Tabi okul, sınıf tokat gibi bu çocuğa. Sınıftan ziyade yeni çevre, “it is a book”tan fazlasını öğrenmeye başladığı dersler, serbest ortam, kimisi mazbut, kimisi fıkır fıkır kızlar, etrafta sevgili edinenler, sevgilinin evinde kalanlar...
Bir yıl geçiyor, çocuk biraz öğrencileşiyor, zaman zaman sohbet ediyoruz, üstü kapalı bir şekilde aileyi, çevreyi, ablalara pek yakıştıramadığı enişteleri eleştirmeye, dinin aslında o kadar belirleyici olmaması gerektiğini ifade etmeye başlıyor. Miso seviniyor tabi, üç kelime İngilizce’yle bitmemeli, birazcık gelişmeli insan, neandertal kılıktan biraz çıkabilmeli. Hele bu tipler böyle kalırsa eziyetçinin önde gideni oluyorlar, birazcık bile değişse kârdır.
O üniversitede ikinci yılım başlıyor. Arada da ders çıkışlarında bu oğlanın da içinde bulunduğu 4-5 kişilik bir grupla buluşup İngilizce çalıştırıyorum. Yazık, bir sene emek var, bıraktığın anda uçar gider. Bu arada mailleşiliyor, bir şeyler soruyor, cevaplıyorum. Sonra bir gün bir mesaj: “hocam, ben sizin maillerinizi okuyorum.” Şaşırıp kalıyorum. “Şifrenizi bulamadım ama şifrenizi unuttuğunuzda girmeniz gereken kelimeyi tahmin ettim.” (İnanamıyorum, ben eşime bile mesaj geldiğinde açıp bakmam)
Bu yaptığının çok ayıp olduğunu, özel hayata bir saldırı olduğunu filan belirten bir mail yazıyorum. Tabi çok üzülüyorum. Ah miso, diyorum, kocaman kadın oldun insanları tanıyamıyorsun. Peşinden gelecek maili tahmin etmek mümkün değil tabi. Ben saf saf “kırıldım, ne ayıp, özel hayat” filan diye gezinirken bomba patlıyor.
Dürüst olduğu için söylemiş bana; söylemesi gerektiğini düşünmüş. “Düşlerimi süslediniz, hayallerimi...” Kelimeleri tam hatırlayamıyorum şimdi, kırık dökük parçalar halinde yüzüyor kafamda. “Saçlarınız yüzünüze dökülür halde...” “Beyaz gömlek giydiğinizde...”
Paramparça oluyorum; bundan öte bir ihanet yok nazarımda.
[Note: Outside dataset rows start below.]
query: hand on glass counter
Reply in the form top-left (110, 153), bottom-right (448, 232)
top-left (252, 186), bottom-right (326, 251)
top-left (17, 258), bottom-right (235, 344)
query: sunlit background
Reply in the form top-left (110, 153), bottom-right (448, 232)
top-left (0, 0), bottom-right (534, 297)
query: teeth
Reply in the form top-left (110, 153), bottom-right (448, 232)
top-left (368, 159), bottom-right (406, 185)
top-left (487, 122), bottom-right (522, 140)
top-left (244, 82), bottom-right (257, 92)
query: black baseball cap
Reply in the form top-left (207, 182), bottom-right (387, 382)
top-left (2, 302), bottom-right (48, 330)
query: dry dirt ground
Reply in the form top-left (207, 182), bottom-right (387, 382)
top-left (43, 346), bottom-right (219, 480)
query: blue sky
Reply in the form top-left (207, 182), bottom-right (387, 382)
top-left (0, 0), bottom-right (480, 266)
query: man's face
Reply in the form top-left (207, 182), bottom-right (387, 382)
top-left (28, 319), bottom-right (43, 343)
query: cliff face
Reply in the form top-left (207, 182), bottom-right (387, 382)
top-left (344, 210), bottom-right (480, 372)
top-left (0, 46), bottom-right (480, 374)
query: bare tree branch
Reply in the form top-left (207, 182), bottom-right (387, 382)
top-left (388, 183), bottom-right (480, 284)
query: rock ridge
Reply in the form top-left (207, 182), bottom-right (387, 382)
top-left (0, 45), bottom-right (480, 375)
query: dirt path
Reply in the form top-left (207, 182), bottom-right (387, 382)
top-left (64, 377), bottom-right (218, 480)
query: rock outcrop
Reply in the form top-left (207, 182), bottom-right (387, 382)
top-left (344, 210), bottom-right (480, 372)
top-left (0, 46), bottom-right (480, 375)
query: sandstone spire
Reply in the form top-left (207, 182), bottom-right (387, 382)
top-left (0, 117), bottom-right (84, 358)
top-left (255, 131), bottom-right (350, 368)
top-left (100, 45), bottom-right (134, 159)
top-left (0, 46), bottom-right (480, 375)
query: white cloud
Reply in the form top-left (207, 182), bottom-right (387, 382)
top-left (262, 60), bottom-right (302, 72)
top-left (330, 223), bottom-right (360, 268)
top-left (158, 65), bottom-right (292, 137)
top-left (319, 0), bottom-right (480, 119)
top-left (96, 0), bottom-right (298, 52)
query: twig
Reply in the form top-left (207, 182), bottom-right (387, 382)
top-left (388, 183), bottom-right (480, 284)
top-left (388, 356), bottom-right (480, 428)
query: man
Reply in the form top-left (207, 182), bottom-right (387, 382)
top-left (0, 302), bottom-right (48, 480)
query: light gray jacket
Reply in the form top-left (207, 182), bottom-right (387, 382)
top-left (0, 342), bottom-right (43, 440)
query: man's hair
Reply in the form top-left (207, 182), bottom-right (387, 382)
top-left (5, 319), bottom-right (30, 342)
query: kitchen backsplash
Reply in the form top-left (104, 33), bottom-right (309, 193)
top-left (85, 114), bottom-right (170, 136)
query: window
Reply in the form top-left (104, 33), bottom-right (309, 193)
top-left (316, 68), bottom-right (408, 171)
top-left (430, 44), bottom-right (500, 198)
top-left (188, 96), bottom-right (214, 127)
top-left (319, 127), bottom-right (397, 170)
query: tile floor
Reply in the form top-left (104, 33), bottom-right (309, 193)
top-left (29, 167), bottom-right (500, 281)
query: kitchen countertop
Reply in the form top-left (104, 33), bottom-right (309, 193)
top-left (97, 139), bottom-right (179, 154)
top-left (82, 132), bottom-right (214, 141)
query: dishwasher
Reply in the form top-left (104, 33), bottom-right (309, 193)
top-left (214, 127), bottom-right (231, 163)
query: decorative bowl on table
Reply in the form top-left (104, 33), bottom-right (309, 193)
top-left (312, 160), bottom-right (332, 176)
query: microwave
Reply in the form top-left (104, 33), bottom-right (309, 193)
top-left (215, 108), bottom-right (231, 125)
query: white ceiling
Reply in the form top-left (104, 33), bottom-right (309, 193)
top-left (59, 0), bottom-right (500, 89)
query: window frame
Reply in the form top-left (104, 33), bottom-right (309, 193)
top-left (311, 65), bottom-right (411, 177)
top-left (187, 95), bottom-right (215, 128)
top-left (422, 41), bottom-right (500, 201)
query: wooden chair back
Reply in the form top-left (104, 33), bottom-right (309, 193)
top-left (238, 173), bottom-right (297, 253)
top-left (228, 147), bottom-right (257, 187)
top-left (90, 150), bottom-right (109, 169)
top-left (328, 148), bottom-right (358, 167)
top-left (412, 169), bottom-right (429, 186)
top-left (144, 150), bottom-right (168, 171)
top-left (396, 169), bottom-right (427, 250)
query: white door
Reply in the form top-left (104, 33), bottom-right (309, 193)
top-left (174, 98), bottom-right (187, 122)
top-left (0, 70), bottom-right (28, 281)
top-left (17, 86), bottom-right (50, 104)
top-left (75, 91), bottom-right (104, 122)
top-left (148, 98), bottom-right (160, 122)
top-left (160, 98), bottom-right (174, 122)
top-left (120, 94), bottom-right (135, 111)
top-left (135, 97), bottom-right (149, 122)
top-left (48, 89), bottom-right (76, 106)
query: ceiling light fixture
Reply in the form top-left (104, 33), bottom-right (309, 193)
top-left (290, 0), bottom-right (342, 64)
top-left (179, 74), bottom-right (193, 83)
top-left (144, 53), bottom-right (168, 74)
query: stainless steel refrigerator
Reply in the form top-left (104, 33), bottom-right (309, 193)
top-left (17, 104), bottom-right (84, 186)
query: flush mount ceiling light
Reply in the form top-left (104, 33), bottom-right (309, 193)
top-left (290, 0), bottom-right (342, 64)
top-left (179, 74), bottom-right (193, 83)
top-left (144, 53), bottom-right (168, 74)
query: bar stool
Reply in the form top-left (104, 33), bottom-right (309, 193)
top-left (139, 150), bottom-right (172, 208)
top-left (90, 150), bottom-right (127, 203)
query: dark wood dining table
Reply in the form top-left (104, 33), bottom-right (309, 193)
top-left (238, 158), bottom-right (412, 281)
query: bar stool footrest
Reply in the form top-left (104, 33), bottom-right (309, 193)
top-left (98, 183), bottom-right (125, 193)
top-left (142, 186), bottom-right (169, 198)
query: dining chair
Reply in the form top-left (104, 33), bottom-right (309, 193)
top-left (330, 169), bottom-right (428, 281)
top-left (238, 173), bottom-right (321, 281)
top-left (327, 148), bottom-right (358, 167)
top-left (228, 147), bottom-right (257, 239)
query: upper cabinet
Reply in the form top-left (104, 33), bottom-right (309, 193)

Kendimden uzaklaşıyorum; hiç olmadık bir yerde çırılçıplak yakalanmış gibi utanca boğuluyorum. Nerede yanlış yaptığımı bulamıyorum; bu konuda cidden hiç bir hata yapmış olamam. Tek teselli artık başka bir üniversitede çalışıyor olmam. Biraz toparlandıktan sonra bir daha asla haberleşmek istemediğimi ifade eden bir mail atıyorum. Bir kaç da telefon konuşması yapıyoruz. Daha net olabilmek için kendi ablasından örnek veriyorum, empati yaptırmaya çalışıyorum.
Aramaları kesiliyor bir süreliğine. Sonra üç dört ayda bir telefon ediyor; değişik, tanımadığım numaralardan. Her seferinde alo ve kapatıyorum’dan başka hiç bir söz çıkmıyor ağzımdan. Ve zaman zaman mailler atıyor; yine değişik isimlerle. Havadan sudan yazıyor, hiç bir şey olmamış gibi. Onları okumuyorum bile, yazanın o olduğunu anladığım anda silip atıyorum. Ama unutulacak bir şey değil bu. Hep aklımın bir köşesinde, oradaki bir delik gibi üşütüyor buz gibi rüzgarıyla.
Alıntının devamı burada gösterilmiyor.